Wes Riddle (currently running for U.S. Congress (TX-District 25) in the Republican Primary) writing at ELVISNIXON asks a VERY vital question: "Would Jesse Jackson be BETTER OFF living in Uganda?"?
Multiculturalism is a word that refers to a fact, as well as to a fallacy. On the one hand, a demographic change has and is occurring in America. For the past 40 years, most immigrants have come from Asia, Africa and Latin America, instead of from Europe. Moreover, the birthrates for these and other non-white minorities are substantially higher than for whites. This has led to a “browning of America” and to multiculturalism in fact. The ideology of multiculturalism, however, is a horse of a different color. Unlike the fact of multiculturalism, this ideology by the same name is a fallacy that poses a vital threat to America. Indeed, it is a tool of the political left for changing the country’s educational and political institutions. A variant of cultural relativism, it posits an explicit denial that Western and American civilizations have anything in them superior to other cultures. Further, the ideology entails the assertion that Western and American civilizations are actually worse, that successes for the past half millennium are the product of exploitation—namely colonialism, and slavery.
Well, that of course is horse hockey. In point of fact, colonialism and slavery are universal and not distinctively Western. The British conquered India and ruled it for 300 years, but before the British there were the Persians, the Mongols, the Afghans, and Alexander the Great. As for slavery, it has existed in all cultures: ancient India, China, Greece and Rome, and in Africa. American Indians even practiced it before Columbus corrupted them. What’s uniquely Western isn’t slavery but abolition—the movement to end slavery developed in Western civilization. As author and academic Dinesh D’Souza, himself an immigrant from India, has stated, “Never outside the West have slave-owners and potential slave-owners proclaimed principles condemning it, and expended blood and treasure ending it.” Moreover, Western civilization has produced the height of all civilizations in certain respects, to include literature. As Saul Bellow pointed out a few years ago, there ain’t a Tolstoy of the Zulus or a Proust amongst the Papuans. (He caught quite a bit of flack for his insensitivity, by the way). Obviously, there are great works produced by non-Western cultures—and you can add these and still remain anchored in Western thought and culture!

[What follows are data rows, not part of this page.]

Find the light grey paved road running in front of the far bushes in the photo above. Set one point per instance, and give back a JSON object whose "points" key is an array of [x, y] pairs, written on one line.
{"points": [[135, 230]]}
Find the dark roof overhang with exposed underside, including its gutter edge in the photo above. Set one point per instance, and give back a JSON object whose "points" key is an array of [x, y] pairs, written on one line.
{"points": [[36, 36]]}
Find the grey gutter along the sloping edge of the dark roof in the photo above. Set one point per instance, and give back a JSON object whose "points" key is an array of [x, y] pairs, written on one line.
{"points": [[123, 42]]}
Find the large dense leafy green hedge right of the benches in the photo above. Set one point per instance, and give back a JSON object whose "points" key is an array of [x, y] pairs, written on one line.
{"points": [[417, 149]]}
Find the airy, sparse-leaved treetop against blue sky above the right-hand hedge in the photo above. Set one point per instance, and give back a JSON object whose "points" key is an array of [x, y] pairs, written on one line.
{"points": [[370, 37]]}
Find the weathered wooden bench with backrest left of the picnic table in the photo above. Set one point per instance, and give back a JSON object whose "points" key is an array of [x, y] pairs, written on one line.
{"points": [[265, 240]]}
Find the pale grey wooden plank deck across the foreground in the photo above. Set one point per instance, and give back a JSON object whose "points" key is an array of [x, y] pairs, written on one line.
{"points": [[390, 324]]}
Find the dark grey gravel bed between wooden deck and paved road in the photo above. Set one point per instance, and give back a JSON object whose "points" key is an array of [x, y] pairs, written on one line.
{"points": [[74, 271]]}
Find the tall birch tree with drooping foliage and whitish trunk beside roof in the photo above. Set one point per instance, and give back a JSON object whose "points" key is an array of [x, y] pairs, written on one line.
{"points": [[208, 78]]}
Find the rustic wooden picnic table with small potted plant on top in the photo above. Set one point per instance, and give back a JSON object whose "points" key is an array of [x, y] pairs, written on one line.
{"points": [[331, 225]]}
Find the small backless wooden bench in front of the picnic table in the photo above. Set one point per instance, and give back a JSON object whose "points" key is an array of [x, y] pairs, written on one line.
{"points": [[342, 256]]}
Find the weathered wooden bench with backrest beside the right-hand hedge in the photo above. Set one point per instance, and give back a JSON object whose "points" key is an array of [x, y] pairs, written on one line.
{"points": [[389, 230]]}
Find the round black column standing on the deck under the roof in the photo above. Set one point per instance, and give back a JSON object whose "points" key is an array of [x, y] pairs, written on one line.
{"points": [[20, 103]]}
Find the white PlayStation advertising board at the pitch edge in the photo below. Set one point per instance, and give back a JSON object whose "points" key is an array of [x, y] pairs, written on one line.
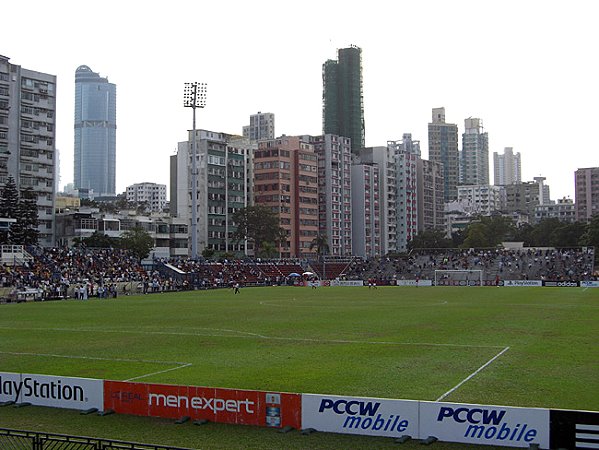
{"points": [[56, 392]]}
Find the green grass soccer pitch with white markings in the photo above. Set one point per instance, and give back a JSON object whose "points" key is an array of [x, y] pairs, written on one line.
{"points": [[502, 346]]}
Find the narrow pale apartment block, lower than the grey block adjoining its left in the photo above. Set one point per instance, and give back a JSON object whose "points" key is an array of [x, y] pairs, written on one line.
{"points": [[366, 231]]}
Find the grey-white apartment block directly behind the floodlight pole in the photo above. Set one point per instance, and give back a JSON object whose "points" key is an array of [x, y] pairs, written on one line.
{"points": [[223, 166]]}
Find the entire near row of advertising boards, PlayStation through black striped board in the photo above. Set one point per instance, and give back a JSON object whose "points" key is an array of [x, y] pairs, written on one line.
{"points": [[449, 422]]}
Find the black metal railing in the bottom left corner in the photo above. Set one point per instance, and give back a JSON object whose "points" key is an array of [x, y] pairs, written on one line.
{"points": [[30, 440]]}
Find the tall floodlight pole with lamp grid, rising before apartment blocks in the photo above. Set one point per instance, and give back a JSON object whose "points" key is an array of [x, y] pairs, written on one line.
{"points": [[194, 96]]}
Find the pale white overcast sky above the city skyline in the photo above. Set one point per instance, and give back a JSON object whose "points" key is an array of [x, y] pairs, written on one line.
{"points": [[528, 69]]}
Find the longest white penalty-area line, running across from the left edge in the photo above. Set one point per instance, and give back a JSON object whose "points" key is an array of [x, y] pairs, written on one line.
{"points": [[258, 336]]}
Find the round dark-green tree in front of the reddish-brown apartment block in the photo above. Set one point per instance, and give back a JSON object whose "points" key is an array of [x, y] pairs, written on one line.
{"points": [[259, 224]]}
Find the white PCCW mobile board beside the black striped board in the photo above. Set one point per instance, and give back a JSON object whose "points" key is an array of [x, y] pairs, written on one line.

Recently the multicultural ideologues came up with another bizarre idea to give reparations for slavery—cash payments to blacks today to make up for the injustice of historical slavery. It made me think of what Muhammad Ali said after his mid-1970s fight with George Foreman. The fight was held in Zaire. After he returned to America, he was asked what he thought of Africa. He replied, “Thank God my granddaddy got on that boat.” Although a funny quip, colonialism and slavery proved ironical. They were bad for the generations experiencing them but indirectly beneficial to generations that followed. D’Souza points out that his Indian grandfather was embittered by the unfair treatment he experienced under British rule. Paradoxically, however, as a consequence of the same colonial rule, his grandchild learned ideas and traditions that inform a Western understanding of freedom: separation of powers, democracy, human dignity, equal rights.
Slavery in America was clearly harmful and wrong to the people who lived under it, but it proved to be the unintended transmission belt that brought Africans into the orbit of Western freedom. Are the descendants of slaves really worse off? Would Jesse Jackson be better off living in Uganda? Would we? (Don’t answer that). No, we cannot repair the harm done to those who suffered under slavery, but it would be absurd to pay those who have benefited most from their ancestors’ suffering.
There’s something else I want to say about the liberals’ mantra, “We are the world.” When they say multicultural, ask them “multi-what?” I don’t want America to be a microcosm of the world, if by that you would include all the ignorance, ugliness, vice and corruption that are present in the world—chiefly (though not exclusively) from non-Western imports. No, I’m old fashioned enough to want the best for America. I want to bring the best minds and the best souls here and to encourage those to flourish. America ought to represent a filtration of the mass of humanity. We need to have reasonable rates of immigration, and we ought to be selective. Western and American institutions are uniquely suited to bring out the best in everyone who is here—you might even say our institutions are superior in that regard. In the process, it doesn’t matter what color you are, to what race or religion you belong. It matters intensely, however, the character and the heart you bring. It matters that you are willing to uphold the Constitution of these United States and to love this great Republic. We are not the world, we are what the world hopes to become.